Śremscy kryminalni zajmujący się poszukiwaniem osób, zatrzymali 25-letniego dilera. Mieszkaniec gminy Śrem był poszukiwany od trzech miesięcy. Wydano za nim nawet list gończy. Mężczyzna został skazany przez sąd za handel narkotykami na karę 2 lat pozbawienia wolności, ale nie zgłaszał się do zakładu karnego.
Funkcjonariusze wydziału kryminalnego śremskiej komendy ustalili, że 25-latek ukrywa się i często zmienia miejsce zamieszkania. W końcu śledczy wpadli na jego trop. Do zatrzymania doszło 12 stycznia, kiedy poszukiwany mężczyzna przyjechał do matki.

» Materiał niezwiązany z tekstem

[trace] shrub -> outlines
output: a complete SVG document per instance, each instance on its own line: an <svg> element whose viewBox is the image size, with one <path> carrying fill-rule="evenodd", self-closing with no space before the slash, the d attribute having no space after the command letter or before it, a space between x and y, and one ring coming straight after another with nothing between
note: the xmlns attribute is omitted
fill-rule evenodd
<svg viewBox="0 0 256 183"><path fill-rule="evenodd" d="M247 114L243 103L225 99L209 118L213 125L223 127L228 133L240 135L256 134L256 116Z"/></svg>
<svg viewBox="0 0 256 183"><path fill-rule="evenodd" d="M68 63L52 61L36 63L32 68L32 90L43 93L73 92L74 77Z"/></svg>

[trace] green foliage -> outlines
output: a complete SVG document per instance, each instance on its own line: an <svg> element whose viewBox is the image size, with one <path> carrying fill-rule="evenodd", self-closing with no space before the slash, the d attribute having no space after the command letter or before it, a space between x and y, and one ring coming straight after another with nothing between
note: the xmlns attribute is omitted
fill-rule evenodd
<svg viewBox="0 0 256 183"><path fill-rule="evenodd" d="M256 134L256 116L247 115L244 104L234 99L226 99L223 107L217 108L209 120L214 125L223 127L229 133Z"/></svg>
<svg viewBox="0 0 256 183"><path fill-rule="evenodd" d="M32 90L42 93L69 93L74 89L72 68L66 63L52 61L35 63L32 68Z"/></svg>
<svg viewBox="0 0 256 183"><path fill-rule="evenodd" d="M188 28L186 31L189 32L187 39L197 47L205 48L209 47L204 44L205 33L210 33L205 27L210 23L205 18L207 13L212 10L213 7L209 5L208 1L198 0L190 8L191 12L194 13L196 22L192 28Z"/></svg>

W jej domu także starał się ukryć. Kryminalni wspólnie z policjantami śremskiej Grupy Realizacyjnej znaleźli go na strychu. Młody mężczyzna ukrył się przed stróżami prawa w podbitce dachu.
Od wczoraj śremianin przebywa już w więzieniu. Spędzi tam najbliższe dwa lata.